Awesome
Amazon Kinesis Client Library for .NET
This package provides an interface to the Amazon Kinesis Client Library (KCL) MultiLangDaemon for the .NET Framework.
Developers can use the KCL to build distributed applications that process streaming data reliably at scale. The KCL takes care of many of the complex tasks associated with distributed computing, such as load balancing across multiple instances, responding to instance failures, checkpointing processed records, and reacting to changes in stream volume.

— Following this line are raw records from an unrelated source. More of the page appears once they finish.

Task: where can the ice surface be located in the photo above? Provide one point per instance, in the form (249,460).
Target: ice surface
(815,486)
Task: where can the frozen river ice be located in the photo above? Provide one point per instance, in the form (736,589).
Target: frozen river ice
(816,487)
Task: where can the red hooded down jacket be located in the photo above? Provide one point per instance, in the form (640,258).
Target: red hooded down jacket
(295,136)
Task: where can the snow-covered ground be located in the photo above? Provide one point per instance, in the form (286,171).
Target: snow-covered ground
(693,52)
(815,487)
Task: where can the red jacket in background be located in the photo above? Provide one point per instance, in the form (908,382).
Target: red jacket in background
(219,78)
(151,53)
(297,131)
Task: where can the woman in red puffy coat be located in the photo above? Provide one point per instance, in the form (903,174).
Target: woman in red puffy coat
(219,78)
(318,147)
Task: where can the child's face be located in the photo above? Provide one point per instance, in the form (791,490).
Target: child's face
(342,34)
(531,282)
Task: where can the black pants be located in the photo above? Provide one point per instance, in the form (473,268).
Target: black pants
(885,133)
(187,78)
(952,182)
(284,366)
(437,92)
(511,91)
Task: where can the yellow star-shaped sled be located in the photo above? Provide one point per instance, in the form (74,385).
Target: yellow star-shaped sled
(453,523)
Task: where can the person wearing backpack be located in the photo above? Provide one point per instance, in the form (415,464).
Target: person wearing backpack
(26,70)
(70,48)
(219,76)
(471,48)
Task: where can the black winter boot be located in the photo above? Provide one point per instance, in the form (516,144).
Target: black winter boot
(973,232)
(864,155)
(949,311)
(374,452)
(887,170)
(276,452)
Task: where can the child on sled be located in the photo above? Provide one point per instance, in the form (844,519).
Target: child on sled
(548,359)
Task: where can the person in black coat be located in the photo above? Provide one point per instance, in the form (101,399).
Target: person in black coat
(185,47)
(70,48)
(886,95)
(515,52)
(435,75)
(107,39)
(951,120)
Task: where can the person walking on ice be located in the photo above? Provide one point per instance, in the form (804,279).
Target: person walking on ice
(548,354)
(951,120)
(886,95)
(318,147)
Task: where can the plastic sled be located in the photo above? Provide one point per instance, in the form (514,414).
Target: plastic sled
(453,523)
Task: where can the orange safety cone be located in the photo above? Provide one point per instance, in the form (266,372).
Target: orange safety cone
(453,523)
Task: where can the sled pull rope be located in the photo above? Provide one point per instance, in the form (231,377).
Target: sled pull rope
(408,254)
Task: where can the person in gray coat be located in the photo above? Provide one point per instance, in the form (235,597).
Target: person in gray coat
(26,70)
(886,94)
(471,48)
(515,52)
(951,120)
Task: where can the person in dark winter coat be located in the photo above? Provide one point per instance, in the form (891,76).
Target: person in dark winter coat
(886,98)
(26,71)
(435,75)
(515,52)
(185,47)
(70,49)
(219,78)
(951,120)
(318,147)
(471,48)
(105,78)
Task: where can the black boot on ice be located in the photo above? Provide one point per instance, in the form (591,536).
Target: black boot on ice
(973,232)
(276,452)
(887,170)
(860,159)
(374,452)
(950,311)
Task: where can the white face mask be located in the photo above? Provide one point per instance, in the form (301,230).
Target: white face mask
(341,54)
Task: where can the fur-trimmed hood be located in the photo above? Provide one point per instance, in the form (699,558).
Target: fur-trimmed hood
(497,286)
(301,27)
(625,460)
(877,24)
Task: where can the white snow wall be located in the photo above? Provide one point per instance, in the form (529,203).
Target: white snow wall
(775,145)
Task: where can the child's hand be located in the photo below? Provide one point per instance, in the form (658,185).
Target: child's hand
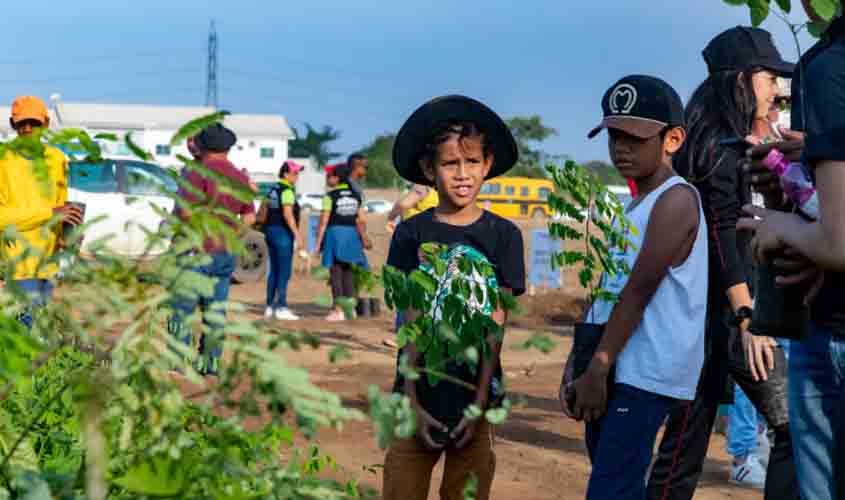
(590,395)
(465,431)
(425,423)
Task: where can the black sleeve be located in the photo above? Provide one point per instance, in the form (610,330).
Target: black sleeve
(723,204)
(404,249)
(510,260)
(825,106)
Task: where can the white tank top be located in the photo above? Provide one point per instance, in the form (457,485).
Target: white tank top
(666,351)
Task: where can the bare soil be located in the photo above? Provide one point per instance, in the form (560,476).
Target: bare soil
(540,453)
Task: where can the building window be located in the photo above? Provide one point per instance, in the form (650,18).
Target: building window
(268,152)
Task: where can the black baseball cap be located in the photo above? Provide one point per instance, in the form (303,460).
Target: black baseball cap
(741,48)
(640,105)
(416,132)
(216,137)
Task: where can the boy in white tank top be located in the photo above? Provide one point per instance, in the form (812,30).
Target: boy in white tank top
(654,334)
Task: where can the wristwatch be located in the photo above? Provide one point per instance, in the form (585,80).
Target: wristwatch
(742,314)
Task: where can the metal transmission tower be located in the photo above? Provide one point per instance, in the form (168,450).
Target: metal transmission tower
(211,80)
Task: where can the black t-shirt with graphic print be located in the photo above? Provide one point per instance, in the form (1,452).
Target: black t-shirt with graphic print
(821,114)
(497,239)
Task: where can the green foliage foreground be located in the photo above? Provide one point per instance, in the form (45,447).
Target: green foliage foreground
(99,401)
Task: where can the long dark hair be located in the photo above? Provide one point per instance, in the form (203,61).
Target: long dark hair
(723,106)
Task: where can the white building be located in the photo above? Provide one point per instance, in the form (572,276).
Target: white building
(262,139)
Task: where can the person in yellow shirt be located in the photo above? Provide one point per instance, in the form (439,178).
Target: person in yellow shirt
(29,202)
(419,199)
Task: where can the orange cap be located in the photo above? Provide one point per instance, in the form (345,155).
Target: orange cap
(29,108)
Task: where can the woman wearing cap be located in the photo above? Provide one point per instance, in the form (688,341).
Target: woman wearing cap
(732,103)
(341,239)
(280,215)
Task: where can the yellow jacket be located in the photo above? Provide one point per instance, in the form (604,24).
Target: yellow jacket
(430,200)
(27,204)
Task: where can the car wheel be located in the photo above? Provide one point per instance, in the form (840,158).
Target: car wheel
(252,265)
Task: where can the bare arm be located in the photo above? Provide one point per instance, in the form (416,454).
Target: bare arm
(361,226)
(822,241)
(406,202)
(290,220)
(321,232)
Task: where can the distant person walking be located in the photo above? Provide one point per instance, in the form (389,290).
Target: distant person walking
(212,145)
(358,165)
(342,240)
(28,205)
(279,213)
(419,199)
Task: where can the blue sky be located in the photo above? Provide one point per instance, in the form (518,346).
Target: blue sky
(364,66)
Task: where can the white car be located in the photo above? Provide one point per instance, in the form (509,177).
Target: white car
(311,201)
(124,192)
(378,206)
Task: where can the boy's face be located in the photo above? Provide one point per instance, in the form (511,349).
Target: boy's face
(636,158)
(459,169)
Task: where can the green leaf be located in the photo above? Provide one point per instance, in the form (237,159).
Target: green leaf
(106,137)
(338,353)
(136,150)
(160,476)
(817,28)
(196,126)
(472,412)
(826,9)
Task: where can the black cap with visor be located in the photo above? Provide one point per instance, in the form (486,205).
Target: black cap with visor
(741,48)
(642,106)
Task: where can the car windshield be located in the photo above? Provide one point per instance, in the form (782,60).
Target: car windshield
(265,187)
(93,177)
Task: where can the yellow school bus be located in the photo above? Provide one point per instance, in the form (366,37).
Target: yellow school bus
(515,197)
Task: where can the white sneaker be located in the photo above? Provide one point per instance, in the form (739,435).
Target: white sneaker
(764,449)
(751,474)
(285,314)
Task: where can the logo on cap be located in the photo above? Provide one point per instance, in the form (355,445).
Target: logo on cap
(623,99)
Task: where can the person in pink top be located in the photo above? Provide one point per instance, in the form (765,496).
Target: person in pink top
(213,146)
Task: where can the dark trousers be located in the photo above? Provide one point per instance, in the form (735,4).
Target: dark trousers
(687,435)
(213,311)
(39,292)
(280,248)
(621,443)
(343,281)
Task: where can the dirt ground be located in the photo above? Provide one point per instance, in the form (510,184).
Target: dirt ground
(540,453)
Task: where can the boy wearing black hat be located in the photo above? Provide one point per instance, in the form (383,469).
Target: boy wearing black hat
(454,143)
(213,145)
(652,347)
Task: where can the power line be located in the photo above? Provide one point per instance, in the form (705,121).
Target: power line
(44,60)
(100,76)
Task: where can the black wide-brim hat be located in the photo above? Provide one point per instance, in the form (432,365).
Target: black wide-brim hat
(410,142)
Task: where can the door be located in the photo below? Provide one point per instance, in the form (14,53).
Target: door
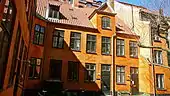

This package wraps and manages the interaction with the MultiLangDaemon, which is provided as part of the Amazon KCL for Java so that developers can focus on implementing their record processing logic.
A record processor in C# typically looks something like the following:
using Amazon.Kinesis.ClientLibrary;
namespace Sample
{
public class RecordProcessor : IShardRecordProcessor
{
public void Initialize(InitializationInput input)
{
//
// Initialize the record processor
//
}
public void ProcessRecords(ProcessRecordsInput input)
{
//
// Process a batch of records from input.Records, and optionally checkpoint by calling
// input.Checkpointer.Checkpoint()
//
}
public void LeaseLost(LeaseLossInput leaseLossInput)
{
//
// Perform any cleanup required.
// This record processor has lost it's lease so checkpointing is not possible.
// This is why LeaseLostInput does not provide a Checkpointer property,
//
}
public void ShardEnded(ShardEndedInput shardEndedInput)
{
//
// The record process has processed all records in the shard, and will no longer receive records.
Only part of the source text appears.